A select group of financial innovation thought leaders gathered at Hub Culture Davos to discuss the growing institutional character of digital assets. The event was sponsored by Copper.co.
The group was asked to reach conclusions around three key questions:
- What responsibility do crypto companies have to educate consumer investors?
- How can institutional investors be better engaged around crypto?
- What’s missing, that’s creating undue risk in the sector?
Here are the key findings from the discussion:
Availability of investments: Traditionally, large financial institutions had exclusive access to hedge funds and then became available to smaller financial players down the line. With digital assets, this dynamic is flipped around, and while this presents some challenges, it is a positive development. In driving consumer protection, we want to avoid limiting informed choice.
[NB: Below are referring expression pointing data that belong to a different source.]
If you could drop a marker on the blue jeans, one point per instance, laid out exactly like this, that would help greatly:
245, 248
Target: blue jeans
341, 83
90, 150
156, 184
Education also emerged as a strong theme.
Decentralised education: As digital transformation permeates every aspect of business, we are seeing individuals, companies and governments grappling with critical questions about how it is playing out – and how it should play out – especially in respect of digital assets in education. There are concerns that centralising education for decentralisation technologies is inherently paradoxical. Ultimately, the aim should be to educationally empower everybody along the nodes, perhaps guided by standards, and this should be a core goal of all parties.
Delivery of education: Change in how information is disseminated is required and remains a challenge. The "pay to play" model for much of the industry press presents trust and accuracy issues for using media and internet search, as much as delivery tools. Further bias concerns were raised with regards to social media influencers.
Responsibility of education: There's no one unique entity that is responsible to educate. Responsibility has to come from multiple parties, such as investors in retail companies, regulators and consumers. A mandate from regulators to incentivise service providers to educate the public would most likely be required to facilitate this.
Reputation risks: The reputation of crypto as being an unsavoury or underworld phenomenon was voiced as a point of risk in both the short and long-term to multiple nodes of the industry. The question was raised about who should be engaged to get the rules rewritten. The concept of a collaborative effort to develop a credible and sophisticated industry lobbying function was identified. The term "lobbying" was deemed more appropriate than "influencing" as it fits into a pre-existing construct designed to facilitate systemic change.
Regulators: The responsibility of regulators is to safeguard the retail investor, promote stability, manage risk and encourage innovation. It is imperative the infrastructure that is available to them is giving very clearly defined swimlanes of what they can and cannot do. Capacity building among regulators is necessary.
We also note the diversity of our group, which was 40 per cent female – unusual for a Web3 event.